The first time I made Vianna La Place’s Perciatelli with Strong Tastes (subbing in Orecchiette, I admit) my ex- (who wasn’t, yet) and I wolfed it down. Paused briefly. And then agreed that I should make another batch. Which we summarily wolfed down.

Well, maybe a little more slowly the second time.

It’s that easy to make, and it’s that amazing to eat.

Trust me.

Perciatellli ai Sapori Forti
serves 4 to 6

  • 1 lb perciatelli, broken into short lengths last night I used a curious, curled maccheroni for the first time. loved it.

  • 6 tbs extra-virgin olive oil

  • 4 anchovies, chopped to a paste, optional no. not optional. you want these anchovies. you *need* these anchovies.

  • 4 tbsp raisins, plumped in warm water

  • 6 tbs lightly toasted pine nuts

  • 16 pitted oil-cured black olives, cut into large pieces (last night I used kalamatas, but use your faves)

  • 6 tbs coarsely chopped Italian parsley (didn’t have any on hand last night. didn’t matter.)

  • salt & freshly ground pepper to taste

  • Toasted coarse bread crumbs


Cook pasta in abundant salted boiling water.
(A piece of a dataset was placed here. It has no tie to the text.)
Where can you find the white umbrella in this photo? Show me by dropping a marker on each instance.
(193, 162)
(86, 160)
Drain when al dente and reserve a little of the pasta cooking water.

Meanwhile select a saute pan large enough to contain all the cooked pasta. Warm the olive oil and the optional anchovies.

Add the drained pasta and toss. Sprinkle the remaining ingredients, except the bread crumbs, over the pasta, and toss over low heat for about 5 minutes, or until everything is hot and fragrant.
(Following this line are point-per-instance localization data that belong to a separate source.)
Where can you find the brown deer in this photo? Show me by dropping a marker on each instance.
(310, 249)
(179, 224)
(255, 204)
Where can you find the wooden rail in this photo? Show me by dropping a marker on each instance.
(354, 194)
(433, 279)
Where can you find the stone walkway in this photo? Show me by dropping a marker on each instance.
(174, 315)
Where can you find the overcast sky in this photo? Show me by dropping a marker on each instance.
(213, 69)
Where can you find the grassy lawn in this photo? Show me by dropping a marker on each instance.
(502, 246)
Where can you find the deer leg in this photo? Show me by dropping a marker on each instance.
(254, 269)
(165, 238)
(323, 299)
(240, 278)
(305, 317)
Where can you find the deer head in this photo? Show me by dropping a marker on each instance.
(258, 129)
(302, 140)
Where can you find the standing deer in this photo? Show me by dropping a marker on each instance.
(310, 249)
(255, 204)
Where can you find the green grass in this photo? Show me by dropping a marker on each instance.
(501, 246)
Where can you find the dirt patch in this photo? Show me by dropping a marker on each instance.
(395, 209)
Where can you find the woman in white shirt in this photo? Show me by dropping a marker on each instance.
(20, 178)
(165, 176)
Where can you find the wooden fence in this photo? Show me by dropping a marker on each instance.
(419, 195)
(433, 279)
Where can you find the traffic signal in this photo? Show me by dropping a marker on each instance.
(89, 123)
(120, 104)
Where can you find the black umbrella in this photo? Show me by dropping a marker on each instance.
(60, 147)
Season with salt and pepper but remember that the olives are salty, as are the anchovies if you use them. (You’re using them. Let’s be sure we agree on this one point. There’s a curious alchemy that occurs when you saute these little creatures. I don’t understand it, but I’m pretty sure it’s what makes this dish what it is.)

Sprinkle the pasta with bread crumbs and toss again.

Serve immediately with a small bowl of bread crumbs at the table.


Faithfully adopted from Vianna La Place’s Verdura, a gift from my sister, aka she of the seasonal greeting cards, for which I will love her forever (among other reasons).

Updated: Forgot the raisins. & the bread crumbs. Added them in. Many thanks to anniemcq for her keen editorial eye.